We’ve seen situations where the finance users have one login to reconcile credit cards, another login to reconcile eChecks, and another login to look up the obligation or service that was paid for. This is not uncommon and is often an unintended consequence of working with many vendors and having systems that have evolved over time for different purposes. Stronger system integrations combined with smarter user interfaces can simplify some of these tasks and free up staff time so they can focus on higher-value tasks.
5. Detailed Settlement
We’ve consistently heard from cities that there needs to be a separation of deposits from fees in daily settlements, meaning the incoming funds to the city vs. the fee for processing that payment. People responsible for managing revenue expect a clear understanding of the money that has been deposited, money that is due in fees, and money that has been withdrawn due to chargebacks and other returns.
To make it even more complicated, these centralized settlements need to be reported back to the decentralized systems that serve as a source of truth. For example, consider the case where a person has paid their business tax with eCheck, but it is later returned as NSF. Not only does the Finance Department need to track the payment reversal, the source system that tracks business tax needs to immediately know that obligation should no longer be considered “paid.”
6. Reversals: Handling and Avoiding Them
One of the most burdensome aspects of collecting payments is how to effectively handle reversals. These come in many forms ranging from NSFs to customer-initiated chargebacks, meaning they’ve asked their credit card to refund a payment. This can also stem from a customer requesting a void or refund because they made a payment in error. In all cases, there must be tools and processes in place to let the payer and payee know that a reversal has occurred.
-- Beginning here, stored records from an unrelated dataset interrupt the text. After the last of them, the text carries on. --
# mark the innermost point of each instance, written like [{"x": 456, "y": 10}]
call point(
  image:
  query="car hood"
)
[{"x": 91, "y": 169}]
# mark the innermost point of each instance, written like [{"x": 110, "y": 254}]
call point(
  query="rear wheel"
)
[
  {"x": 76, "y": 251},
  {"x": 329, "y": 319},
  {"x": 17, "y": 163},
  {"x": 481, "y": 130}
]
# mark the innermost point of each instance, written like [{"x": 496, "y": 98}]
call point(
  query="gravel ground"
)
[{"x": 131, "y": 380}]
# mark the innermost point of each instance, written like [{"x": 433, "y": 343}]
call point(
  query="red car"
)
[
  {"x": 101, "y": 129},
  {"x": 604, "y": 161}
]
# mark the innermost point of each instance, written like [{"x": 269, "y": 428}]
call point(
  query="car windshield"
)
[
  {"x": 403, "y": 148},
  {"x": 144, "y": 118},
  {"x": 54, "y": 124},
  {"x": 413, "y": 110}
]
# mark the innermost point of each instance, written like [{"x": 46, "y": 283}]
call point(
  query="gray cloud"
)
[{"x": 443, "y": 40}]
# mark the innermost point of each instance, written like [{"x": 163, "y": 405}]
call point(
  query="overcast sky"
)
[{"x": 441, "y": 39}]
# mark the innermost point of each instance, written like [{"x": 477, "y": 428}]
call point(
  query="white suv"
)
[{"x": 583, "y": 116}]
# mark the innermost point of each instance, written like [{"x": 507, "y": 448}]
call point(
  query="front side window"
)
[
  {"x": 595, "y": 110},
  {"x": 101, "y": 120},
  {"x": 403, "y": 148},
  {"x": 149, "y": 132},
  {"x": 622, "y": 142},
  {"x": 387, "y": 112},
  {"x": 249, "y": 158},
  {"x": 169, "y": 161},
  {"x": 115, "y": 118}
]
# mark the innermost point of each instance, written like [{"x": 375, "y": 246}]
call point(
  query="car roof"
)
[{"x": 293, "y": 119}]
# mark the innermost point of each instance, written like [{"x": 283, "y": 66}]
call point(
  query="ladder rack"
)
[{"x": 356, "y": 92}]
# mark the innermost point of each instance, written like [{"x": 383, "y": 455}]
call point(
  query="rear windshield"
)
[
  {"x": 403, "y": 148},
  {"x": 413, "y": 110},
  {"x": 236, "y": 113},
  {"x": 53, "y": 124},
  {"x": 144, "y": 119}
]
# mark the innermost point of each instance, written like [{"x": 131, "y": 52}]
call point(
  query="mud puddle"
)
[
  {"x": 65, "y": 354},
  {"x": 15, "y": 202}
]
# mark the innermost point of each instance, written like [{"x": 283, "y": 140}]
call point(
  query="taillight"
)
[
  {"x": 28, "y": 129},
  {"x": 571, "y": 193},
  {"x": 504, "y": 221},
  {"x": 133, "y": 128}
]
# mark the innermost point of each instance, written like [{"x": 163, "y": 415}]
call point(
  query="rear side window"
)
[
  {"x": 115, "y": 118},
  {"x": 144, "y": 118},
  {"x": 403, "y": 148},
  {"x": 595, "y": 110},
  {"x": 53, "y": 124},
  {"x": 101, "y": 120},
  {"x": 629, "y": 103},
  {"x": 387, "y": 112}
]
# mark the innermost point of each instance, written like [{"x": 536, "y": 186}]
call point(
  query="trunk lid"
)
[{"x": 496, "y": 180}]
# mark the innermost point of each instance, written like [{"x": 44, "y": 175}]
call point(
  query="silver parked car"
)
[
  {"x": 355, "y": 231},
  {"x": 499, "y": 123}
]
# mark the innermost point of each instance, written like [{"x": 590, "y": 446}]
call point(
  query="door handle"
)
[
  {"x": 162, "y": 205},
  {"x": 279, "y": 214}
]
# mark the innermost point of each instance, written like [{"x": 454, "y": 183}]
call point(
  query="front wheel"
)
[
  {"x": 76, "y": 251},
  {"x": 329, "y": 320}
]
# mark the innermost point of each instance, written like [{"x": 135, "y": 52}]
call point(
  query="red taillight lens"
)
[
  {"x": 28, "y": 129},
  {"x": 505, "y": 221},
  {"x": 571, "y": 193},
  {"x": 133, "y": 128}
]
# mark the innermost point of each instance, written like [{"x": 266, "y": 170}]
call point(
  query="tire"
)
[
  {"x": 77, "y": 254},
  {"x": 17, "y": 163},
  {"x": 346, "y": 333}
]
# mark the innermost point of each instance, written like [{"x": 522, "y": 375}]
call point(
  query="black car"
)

Reports and statements should clearly indicate reversals and the original payment they are reversing. It can be confusing for reconciliation purposes if, for instance, a chargeback takes place several weeks after a payment was made. To ensure clarity to the agencies that manage those payments, cities can ensure that chargebacks and refunds refer to the payment ID of the original transaction.
There are several things cities can do to reduce unexpected reversals. For card payments, the first step is to ensure the descriptor appearing on the customer’s statement is clear, for instance, “City of Cityville Treasury Payment” vs. “CCT Payment.” Even better when it includes a customer service phone number. Cities can improve successful eCheck payments by integrating with banking validation services. These services will prove the account number a customer has provided is accurate, and can also detect when an account is closed or doesn’t have sufficient funds to cover the payment.
Raising the Bar for Government Payments
Cities have a unique opportunity to combine the best practices of online payments with evolving needs across the entire constituent base. Technology continues to become a more common part of everyone’s lives while delivering convenient and lower-cost alternatives that didn’t exist in the past. Learning from the best practices honed by years on e-commerce payments, cities can deliver better service to constituents, recognize revenue with less cost and effort, and free up resources to solve higher value challenges.